Updated on 2022-06-01 GMT+08:00

Rules

Inherit the Mapper Abstract Class

The map() and setup() methods are called during the Map procedure of a MapReduce job.

Correct example:

public static class MapperClass extends

Mapper<Object, Text, Text, IntWritable> {
/**
* map input. The key indicates the offset of the original file, and the value is a row of characters in the original file.
* The map input key and value are provided by InputFormat. You do not need to set them. By default, *TextInputFormat is used.
*/
public void map(Object key, Text value, Context context)
throws IOException, InterruptedException {
// Custom implementation
}
/**
* The setup() method is called only once before the map() method of a map task or the reduce() method of a reduce task is called.
*/
public void setup(Context context) throws IOException,
InterruptedException {
// Custom implementation
}
}

Inherit the Reducer Abstract Class

The reduce() and setup() methods are called during the Reduce procedure of a MapReduce job.

Correct example:

public static class ReducerClass extends

Reducer<Text, IntWritable, Text, IntWritable> {

/**
* @param The input is a collection iterator consisting of key-value pairs
* Each map puts together all the pairs with the same key. The reduce method sums the number of the same keys.
* Call context.write(key, value) to write the output to the specified directory. 
* Outputformat writes the (key, value) pairs outputted by reduce to the file system. 
* By default, TextOutputFormat is used to write the reduce output to HDFS.
*/

public void reduce(Text key, Iterable<IntWritable> values,
Context context) throws IOException, InterruptedException {
// Custom implementation
}

/**
* The setup() method is called only once before the map() method of a map task or the reduce() method of a reduce task is called.
*/

public void setup(Context context) throws IOException,
InterruptedException {

// Custom implementation. Context obtains the configuration information

}
}

Submit a MapReduce Job

Use the main() method to create a job, set parameters, and submit the job to the Hadoop cluster.

Correct example:

public static void main(String[] args) throws Exception {
Configuration conf = getConfiguration();
// Input parameters for the main method: args[0] indicates the input path of the MapReduce job. args[1] indicates the output path of the MapReduce job.
String[] otherArgs = new GenericOptionsParser(conf, args)
.getRemainingArgs();
if (otherArgs.length != 2) {
System.err.println("Usage: <in> <out>");
System.exit(2);
}
Job job = new Job(conf, "job name");
// Set the JAR file where the main task is located.
job.setJar("D:\\job-examples.jar");
// job.setJarByClass(TestWordCount.class);
// Set map and reduce classes to be executed, or specify the map and reduce classes using configuration files.
job.setMapperClass(TokenizerMapperV1.class);
job.setReducerClass(IntSumReducerV1.class);
// Set the Combiner class. By default, it is not used. If it is used, it runs the same classes as reduce. Exercise caution when using the Combiner class. You can also specify the combiner class in the configuration file. 
job.setCombinerClass(IntSumReducerV1.class);
// Set the output type of the job. You can also specify it in the configuration file. 
job.setOutputKeyClass(Text.class);
job.setOutputValueClass(IntWritable.class);
// Set the input and output paths for the job. You can also specify them in the configuration file.
Path outputPath = new Path(otherArgs[1]);
FileSystem fs = outputPath.getFileSystem(conf);
// If the output path already exists, delete it.
if (fs.exists(outputPath)) {
fs.delete(outputPath, true);
}
FileInputFormat.addInputPath(job, new Path(otherArgs[0]));
FileOutputFormat.setOutputPath(job, new Path(otherArgs[1]));
System.exit(job.waitForCompletion(true) ? 0 : 1);
}

Do Not Include Resource-Consuming Operations in the map or reduce Function

Do not include resource-consuming operations, such as creating database links and opening and closing files, in the map or reduce function.

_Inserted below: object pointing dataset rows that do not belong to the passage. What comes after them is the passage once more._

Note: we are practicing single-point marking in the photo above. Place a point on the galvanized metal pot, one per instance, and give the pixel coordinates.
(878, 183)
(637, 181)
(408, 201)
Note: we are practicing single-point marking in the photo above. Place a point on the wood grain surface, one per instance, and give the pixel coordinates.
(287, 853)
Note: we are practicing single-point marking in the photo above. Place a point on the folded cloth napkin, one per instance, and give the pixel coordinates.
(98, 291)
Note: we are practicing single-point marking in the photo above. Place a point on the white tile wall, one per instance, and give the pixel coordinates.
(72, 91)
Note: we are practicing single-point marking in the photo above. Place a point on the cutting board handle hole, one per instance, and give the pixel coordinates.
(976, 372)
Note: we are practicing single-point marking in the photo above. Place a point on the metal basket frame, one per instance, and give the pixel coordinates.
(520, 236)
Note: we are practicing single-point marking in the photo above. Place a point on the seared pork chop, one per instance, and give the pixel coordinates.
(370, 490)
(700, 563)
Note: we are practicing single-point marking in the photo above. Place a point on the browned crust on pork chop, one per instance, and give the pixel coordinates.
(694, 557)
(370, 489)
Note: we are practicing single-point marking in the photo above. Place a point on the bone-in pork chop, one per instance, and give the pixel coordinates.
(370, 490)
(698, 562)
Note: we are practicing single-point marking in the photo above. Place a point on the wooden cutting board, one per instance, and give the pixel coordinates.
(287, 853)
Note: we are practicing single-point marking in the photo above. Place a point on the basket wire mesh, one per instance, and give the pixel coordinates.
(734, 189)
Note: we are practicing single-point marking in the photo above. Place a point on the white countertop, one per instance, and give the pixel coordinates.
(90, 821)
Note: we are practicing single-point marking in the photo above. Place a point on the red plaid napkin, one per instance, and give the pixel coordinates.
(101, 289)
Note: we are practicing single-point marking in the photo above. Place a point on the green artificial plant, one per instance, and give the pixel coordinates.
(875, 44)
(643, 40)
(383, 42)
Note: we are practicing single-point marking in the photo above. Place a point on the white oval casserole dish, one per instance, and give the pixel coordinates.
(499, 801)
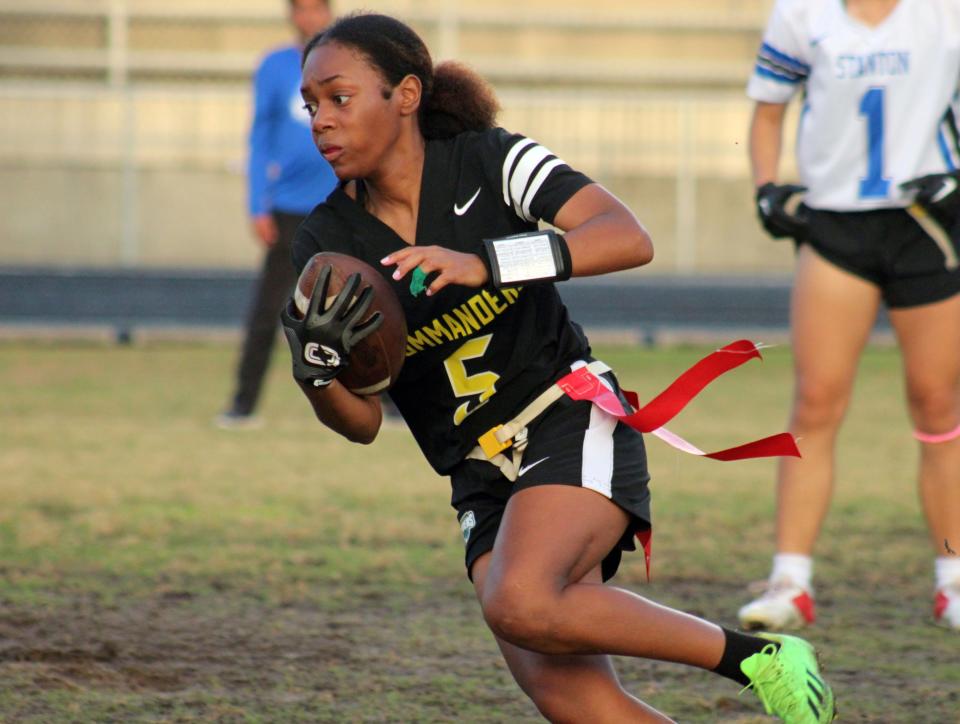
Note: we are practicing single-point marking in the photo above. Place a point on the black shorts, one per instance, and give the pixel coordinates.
(889, 249)
(572, 443)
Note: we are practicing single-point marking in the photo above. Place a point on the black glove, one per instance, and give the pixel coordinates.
(779, 213)
(939, 195)
(321, 342)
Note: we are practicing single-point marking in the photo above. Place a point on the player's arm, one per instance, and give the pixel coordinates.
(320, 344)
(261, 139)
(766, 141)
(778, 205)
(602, 235)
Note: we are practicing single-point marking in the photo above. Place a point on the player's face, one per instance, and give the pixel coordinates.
(309, 17)
(353, 125)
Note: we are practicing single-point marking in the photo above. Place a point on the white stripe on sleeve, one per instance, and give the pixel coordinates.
(523, 173)
(508, 162)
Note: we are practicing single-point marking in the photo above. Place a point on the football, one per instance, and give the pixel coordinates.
(375, 362)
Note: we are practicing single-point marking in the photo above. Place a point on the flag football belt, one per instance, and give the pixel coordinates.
(492, 443)
(584, 384)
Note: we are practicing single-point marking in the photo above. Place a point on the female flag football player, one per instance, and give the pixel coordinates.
(878, 155)
(425, 179)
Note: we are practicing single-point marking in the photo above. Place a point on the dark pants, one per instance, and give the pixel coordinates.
(273, 289)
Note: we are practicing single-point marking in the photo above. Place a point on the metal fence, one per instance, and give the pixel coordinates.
(118, 150)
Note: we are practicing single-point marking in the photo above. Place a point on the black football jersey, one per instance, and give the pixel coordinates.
(474, 357)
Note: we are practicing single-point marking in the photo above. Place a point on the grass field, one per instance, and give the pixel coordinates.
(155, 569)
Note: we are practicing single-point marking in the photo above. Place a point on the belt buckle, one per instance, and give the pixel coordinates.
(490, 445)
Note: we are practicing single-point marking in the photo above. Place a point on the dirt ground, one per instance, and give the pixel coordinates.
(373, 655)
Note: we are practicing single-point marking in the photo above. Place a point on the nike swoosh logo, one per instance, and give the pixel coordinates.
(526, 468)
(948, 187)
(461, 210)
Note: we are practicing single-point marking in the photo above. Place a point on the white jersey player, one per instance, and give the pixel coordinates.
(879, 160)
(880, 103)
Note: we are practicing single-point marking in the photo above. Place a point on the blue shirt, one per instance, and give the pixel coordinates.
(286, 171)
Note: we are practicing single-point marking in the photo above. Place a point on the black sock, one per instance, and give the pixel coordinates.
(739, 647)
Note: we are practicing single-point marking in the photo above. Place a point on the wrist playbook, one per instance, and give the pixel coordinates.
(535, 256)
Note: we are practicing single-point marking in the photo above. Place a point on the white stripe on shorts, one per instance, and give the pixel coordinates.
(597, 472)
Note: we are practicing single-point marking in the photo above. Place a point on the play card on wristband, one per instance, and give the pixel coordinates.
(536, 256)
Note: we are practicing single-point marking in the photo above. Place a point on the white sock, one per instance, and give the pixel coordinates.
(947, 571)
(794, 567)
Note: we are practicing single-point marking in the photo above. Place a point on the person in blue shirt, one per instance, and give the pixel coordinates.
(287, 177)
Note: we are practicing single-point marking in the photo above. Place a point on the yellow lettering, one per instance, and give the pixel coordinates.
(418, 340)
(436, 331)
(468, 320)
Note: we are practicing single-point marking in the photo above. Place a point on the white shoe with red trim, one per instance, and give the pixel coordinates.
(946, 606)
(783, 605)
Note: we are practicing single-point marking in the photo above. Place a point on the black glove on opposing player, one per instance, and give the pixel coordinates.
(322, 340)
(939, 195)
(779, 216)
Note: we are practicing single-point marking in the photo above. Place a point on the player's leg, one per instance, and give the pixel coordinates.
(930, 345)
(274, 285)
(538, 594)
(576, 688)
(832, 313)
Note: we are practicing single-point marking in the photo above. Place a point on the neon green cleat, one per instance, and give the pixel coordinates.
(788, 682)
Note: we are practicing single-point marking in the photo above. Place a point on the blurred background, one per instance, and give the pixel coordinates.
(123, 125)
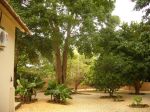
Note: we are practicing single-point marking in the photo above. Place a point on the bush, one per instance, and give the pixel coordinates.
(27, 87)
(59, 92)
(137, 100)
(107, 73)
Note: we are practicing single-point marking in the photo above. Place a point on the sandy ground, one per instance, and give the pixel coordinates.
(85, 102)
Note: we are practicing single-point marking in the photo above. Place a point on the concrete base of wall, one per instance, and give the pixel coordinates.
(145, 87)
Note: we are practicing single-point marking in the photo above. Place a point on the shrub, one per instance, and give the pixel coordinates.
(26, 88)
(137, 100)
(59, 92)
(107, 73)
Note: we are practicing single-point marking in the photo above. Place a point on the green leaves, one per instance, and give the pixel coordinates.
(59, 92)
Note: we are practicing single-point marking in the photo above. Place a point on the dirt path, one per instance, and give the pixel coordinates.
(86, 102)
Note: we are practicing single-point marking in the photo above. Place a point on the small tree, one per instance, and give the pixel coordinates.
(107, 75)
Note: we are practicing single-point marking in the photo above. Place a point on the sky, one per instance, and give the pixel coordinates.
(125, 10)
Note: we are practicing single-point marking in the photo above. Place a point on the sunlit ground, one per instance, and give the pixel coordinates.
(86, 102)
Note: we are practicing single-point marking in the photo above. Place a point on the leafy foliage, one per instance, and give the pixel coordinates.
(58, 25)
(137, 100)
(143, 5)
(59, 92)
(27, 87)
(107, 73)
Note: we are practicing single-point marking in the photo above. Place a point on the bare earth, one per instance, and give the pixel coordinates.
(85, 102)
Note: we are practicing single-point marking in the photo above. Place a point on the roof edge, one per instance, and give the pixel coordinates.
(15, 16)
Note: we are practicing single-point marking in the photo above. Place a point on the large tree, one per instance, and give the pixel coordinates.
(134, 47)
(143, 5)
(63, 22)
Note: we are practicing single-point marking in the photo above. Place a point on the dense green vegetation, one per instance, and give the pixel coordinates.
(59, 92)
(79, 41)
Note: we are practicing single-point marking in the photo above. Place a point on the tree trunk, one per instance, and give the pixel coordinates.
(111, 93)
(58, 65)
(15, 68)
(137, 87)
(64, 66)
(65, 54)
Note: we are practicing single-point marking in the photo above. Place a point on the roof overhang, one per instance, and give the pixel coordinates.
(15, 16)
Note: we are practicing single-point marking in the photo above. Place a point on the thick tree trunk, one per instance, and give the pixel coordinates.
(64, 66)
(58, 65)
(65, 54)
(15, 68)
(137, 87)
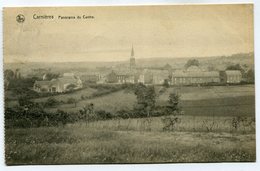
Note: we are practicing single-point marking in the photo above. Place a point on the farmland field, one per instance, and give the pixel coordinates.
(128, 141)
(217, 125)
(217, 100)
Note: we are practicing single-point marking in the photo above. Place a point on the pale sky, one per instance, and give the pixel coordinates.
(154, 31)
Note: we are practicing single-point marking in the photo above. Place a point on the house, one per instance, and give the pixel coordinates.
(90, 77)
(145, 77)
(111, 77)
(196, 77)
(66, 83)
(231, 76)
(160, 76)
(120, 77)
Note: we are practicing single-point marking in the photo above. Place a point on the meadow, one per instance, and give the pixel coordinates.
(217, 125)
(214, 100)
(131, 141)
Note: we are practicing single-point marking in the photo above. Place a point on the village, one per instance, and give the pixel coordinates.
(192, 75)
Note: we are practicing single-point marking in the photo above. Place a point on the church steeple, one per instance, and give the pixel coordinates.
(132, 59)
(132, 52)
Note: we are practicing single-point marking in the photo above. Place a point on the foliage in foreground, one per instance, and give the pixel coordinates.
(71, 145)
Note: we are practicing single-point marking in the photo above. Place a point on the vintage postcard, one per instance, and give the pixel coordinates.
(129, 84)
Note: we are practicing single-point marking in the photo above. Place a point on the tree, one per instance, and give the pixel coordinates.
(51, 102)
(50, 76)
(237, 67)
(174, 102)
(70, 87)
(250, 76)
(8, 74)
(145, 98)
(71, 101)
(192, 62)
(166, 83)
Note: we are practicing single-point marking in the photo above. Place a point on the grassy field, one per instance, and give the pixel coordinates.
(218, 101)
(111, 102)
(205, 133)
(87, 92)
(128, 141)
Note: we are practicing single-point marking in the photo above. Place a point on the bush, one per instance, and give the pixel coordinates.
(50, 102)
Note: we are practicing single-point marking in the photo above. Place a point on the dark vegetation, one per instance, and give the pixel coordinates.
(31, 114)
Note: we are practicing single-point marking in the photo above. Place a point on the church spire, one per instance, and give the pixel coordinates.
(132, 59)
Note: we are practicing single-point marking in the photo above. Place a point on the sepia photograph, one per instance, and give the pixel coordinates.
(143, 84)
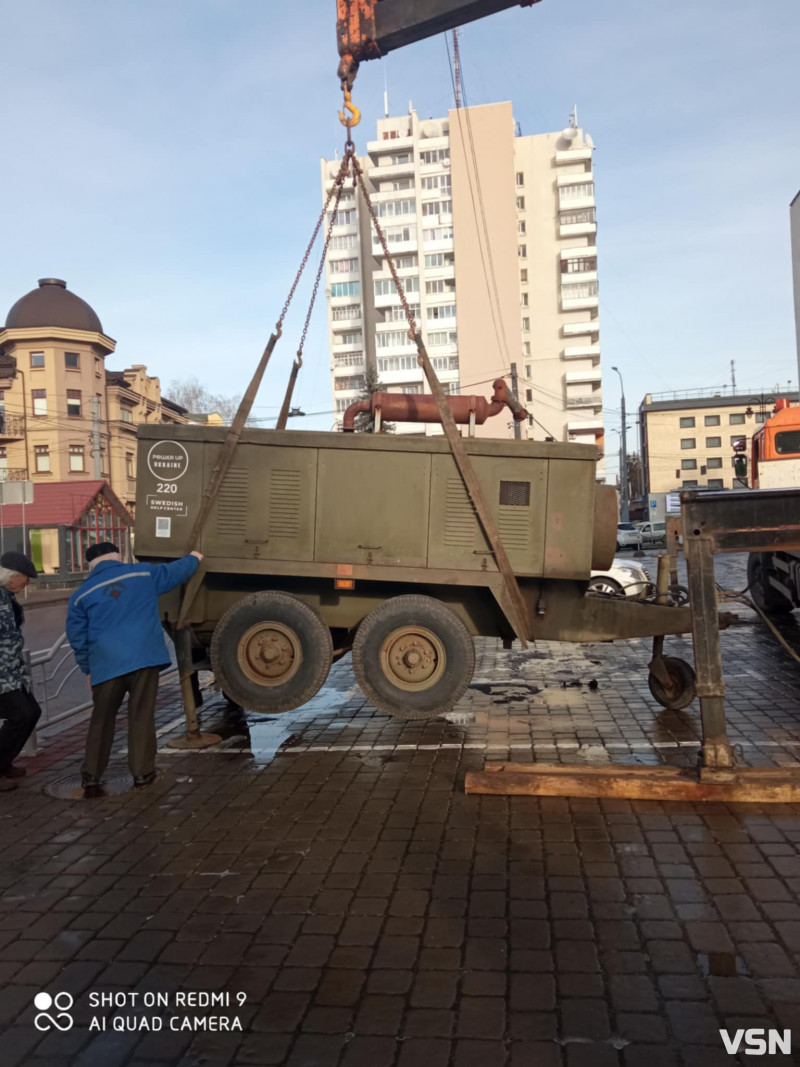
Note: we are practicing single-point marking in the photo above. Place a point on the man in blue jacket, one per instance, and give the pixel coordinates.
(114, 627)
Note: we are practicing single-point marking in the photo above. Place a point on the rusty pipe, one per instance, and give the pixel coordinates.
(421, 408)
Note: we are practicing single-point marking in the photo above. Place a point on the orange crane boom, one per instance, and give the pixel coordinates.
(368, 29)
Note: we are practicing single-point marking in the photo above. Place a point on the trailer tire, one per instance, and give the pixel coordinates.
(271, 652)
(766, 598)
(684, 685)
(413, 657)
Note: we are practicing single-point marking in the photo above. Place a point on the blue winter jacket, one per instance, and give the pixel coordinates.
(113, 622)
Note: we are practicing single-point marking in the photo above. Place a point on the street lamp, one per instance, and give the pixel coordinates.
(623, 457)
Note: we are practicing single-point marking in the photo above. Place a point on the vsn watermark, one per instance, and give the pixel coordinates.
(61, 1003)
(755, 1041)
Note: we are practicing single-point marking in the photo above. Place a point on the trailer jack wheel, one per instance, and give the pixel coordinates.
(672, 683)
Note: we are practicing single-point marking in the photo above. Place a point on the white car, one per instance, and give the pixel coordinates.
(623, 575)
(627, 536)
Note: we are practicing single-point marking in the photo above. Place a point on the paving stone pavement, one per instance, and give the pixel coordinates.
(325, 874)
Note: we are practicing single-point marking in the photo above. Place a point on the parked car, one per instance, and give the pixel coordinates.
(627, 536)
(623, 575)
(653, 532)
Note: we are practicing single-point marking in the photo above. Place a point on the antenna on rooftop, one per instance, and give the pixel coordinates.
(457, 67)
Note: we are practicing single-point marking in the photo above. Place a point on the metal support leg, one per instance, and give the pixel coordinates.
(717, 759)
(192, 737)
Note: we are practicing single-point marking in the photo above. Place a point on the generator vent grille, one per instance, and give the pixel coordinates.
(284, 504)
(232, 504)
(460, 521)
(515, 494)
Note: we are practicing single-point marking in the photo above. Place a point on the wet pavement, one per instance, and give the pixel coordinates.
(323, 880)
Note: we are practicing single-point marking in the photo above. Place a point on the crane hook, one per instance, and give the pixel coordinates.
(354, 114)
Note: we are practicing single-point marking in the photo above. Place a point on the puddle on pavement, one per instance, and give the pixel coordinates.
(721, 965)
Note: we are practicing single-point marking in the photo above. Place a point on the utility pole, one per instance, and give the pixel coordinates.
(624, 513)
(517, 427)
(96, 436)
(457, 67)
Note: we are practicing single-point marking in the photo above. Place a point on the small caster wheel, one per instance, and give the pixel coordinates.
(683, 688)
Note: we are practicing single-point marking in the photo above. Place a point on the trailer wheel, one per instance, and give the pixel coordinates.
(684, 687)
(271, 652)
(413, 657)
(766, 598)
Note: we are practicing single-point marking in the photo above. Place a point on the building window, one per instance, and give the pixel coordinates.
(351, 382)
(578, 265)
(346, 289)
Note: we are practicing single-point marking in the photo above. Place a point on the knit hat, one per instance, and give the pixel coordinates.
(19, 562)
(101, 548)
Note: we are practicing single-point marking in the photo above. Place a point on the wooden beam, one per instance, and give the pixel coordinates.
(612, 781)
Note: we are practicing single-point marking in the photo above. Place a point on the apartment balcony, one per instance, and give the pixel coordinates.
(578, 303)
(13, 474)
(573, 155)
(12, 427)
(577, 229)
(589, 425)
(582, 352)
(390, 171)
(575, 329)
(587, 375)
(588, 400)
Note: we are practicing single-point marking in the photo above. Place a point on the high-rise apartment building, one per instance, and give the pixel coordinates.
(494, 239)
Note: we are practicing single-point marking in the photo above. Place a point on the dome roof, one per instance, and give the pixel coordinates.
(52, 305)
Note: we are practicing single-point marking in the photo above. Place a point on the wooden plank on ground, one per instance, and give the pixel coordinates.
(756, 785)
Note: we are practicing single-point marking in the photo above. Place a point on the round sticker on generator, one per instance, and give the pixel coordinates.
(168, 460)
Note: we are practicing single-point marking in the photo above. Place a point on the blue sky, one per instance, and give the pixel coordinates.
(163, 158)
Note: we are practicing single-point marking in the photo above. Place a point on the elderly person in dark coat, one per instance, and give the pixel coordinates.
(19, 711)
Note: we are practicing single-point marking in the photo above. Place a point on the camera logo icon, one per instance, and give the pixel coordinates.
(62, 1003)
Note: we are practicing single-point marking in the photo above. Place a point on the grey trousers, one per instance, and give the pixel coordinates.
(142, 689)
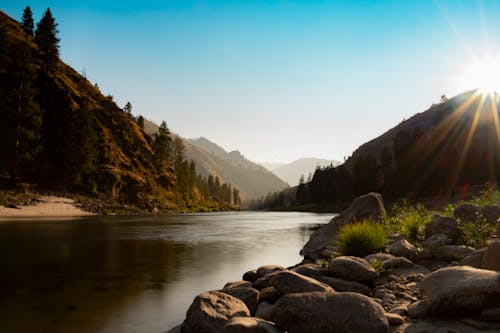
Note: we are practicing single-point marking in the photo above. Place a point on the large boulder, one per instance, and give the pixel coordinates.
(250, 325)
(321, 312)
(289, 282)
(366, 207)
(210, 311)
(443, 225)
(457, 291)
(353, 269)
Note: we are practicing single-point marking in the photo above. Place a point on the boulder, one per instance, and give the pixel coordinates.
(402, 248)
(443, 225)
(366, 207)
(452, 252)
(491, 213)
(321, 312)
(491, 258)
(250, 325)
(210, 311)
(344, 285)
(475, 259)
(352, 269)
(457, 291)
(466, 212)
(249, 295)
(289, 282)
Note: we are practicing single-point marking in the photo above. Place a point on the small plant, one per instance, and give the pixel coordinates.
(361, 239)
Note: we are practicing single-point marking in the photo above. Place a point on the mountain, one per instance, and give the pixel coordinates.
(291, 172)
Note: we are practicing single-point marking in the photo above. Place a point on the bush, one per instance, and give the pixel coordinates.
(361, 239)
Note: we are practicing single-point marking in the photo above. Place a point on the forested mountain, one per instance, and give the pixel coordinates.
(58, 131)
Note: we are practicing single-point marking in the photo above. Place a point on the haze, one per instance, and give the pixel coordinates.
(277, 80)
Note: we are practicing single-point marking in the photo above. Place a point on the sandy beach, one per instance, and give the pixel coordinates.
(47, 206)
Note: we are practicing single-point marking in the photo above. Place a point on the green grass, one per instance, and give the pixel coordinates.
(361, 239)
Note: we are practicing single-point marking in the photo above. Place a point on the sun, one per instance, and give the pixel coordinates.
(482, 74)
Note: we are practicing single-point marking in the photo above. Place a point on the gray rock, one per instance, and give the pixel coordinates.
(443, 225)
(289, 282)
(365, 207)
(342, 285)
(250, 325)
(466, 212)
(491, 213)
(491, 258)
(210, 311)
(321, 312)
(402, 248)
(455, 291)
(475, 259)
(264, 310)
(353, 269)
(249, 295)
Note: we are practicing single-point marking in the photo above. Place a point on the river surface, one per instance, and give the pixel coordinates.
(133, 274)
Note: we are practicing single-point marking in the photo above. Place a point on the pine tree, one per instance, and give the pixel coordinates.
(27, 22)
(47, 41)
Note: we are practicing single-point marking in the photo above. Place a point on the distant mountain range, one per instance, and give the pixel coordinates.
(291, 172)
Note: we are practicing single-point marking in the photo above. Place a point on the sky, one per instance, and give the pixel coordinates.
(277, 80)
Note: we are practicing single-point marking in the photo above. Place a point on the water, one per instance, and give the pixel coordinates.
(133, 274)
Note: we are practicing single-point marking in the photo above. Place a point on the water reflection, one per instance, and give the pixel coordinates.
(133, 274)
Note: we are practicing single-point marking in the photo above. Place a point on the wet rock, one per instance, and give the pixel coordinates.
(210, 311)
(365, 207)
(352, 269)
(321, 312)
(250, 325)
(289, 282)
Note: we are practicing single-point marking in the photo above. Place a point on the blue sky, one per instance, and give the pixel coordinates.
(277, 80)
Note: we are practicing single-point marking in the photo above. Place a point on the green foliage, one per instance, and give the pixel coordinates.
(361, 239)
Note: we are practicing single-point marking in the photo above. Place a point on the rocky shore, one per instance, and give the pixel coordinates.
(440, 286)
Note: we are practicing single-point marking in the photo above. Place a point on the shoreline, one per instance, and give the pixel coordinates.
(46, 206)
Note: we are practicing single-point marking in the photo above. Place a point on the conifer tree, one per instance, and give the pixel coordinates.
(47, 41)
(27, 22)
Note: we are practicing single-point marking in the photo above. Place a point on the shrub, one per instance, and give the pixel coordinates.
(361, 239)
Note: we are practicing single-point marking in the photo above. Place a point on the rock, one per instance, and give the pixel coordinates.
(378, 257)
(402, 248)
(394, 319)
(491, 258)
(311, 270)
(250, 276)
(443, 225)
(321, 312)
(237, 284)
(264, 271)
(270, 294)
(249, 295)
(365, 207)
(352, 269)
(452, 252)
(454, 291)
(289, 282)
(250, 325)
(437, 240)
(209, 312)
(491, 213)
(475, 259)
(466, 212)
(342, 285)
(491, 314)
(264, 310)
(396, 262)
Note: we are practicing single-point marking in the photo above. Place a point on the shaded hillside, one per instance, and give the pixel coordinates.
(60, 132)
(292, 171)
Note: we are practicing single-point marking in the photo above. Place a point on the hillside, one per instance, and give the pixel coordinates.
(291, 172)
(59, 132)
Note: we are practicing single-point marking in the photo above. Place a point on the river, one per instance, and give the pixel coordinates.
(133, 274)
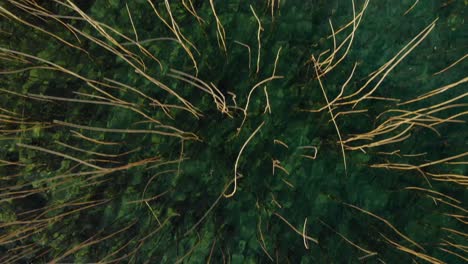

Multithread Security Login Mode

If multiple threads are performing login operations, the relogin mode must be used for the subsequent logins of all threads after the first successful login of an application.

Login sample code

  private Boolean login(Configuration conf){
    boolean flag = false;
    UserGroupInformation.setConfiguration(conf);
    
    try {
      UserGroupInformation.loginUserFromKeytab(conf.get(PRINCIPAL), conf.get(KEYTAB));
      System.out.println("UserGroupInformation.isLoginKeytabBased(): " +UserGroupInformation.isLoginKeytabBased());
      flag = true;
    } catch (IOException e) {
      e.printStackTrace();
    }
    return flag;
  }

Relogin sample code

public Boolean relogin(){
        boolean flag = false;
        try {
            
          UserGroupInformation.getLoginUser().reloginFromKeytab();
          System.out.println("UserGroupInformation.isLoginKeytabBased(): " +UserGroupInformation.isLoginKeytabBased());
          flag = true;
        } catch (IOException e) {
            e.printStackTrace();
        }
        return flag;
    }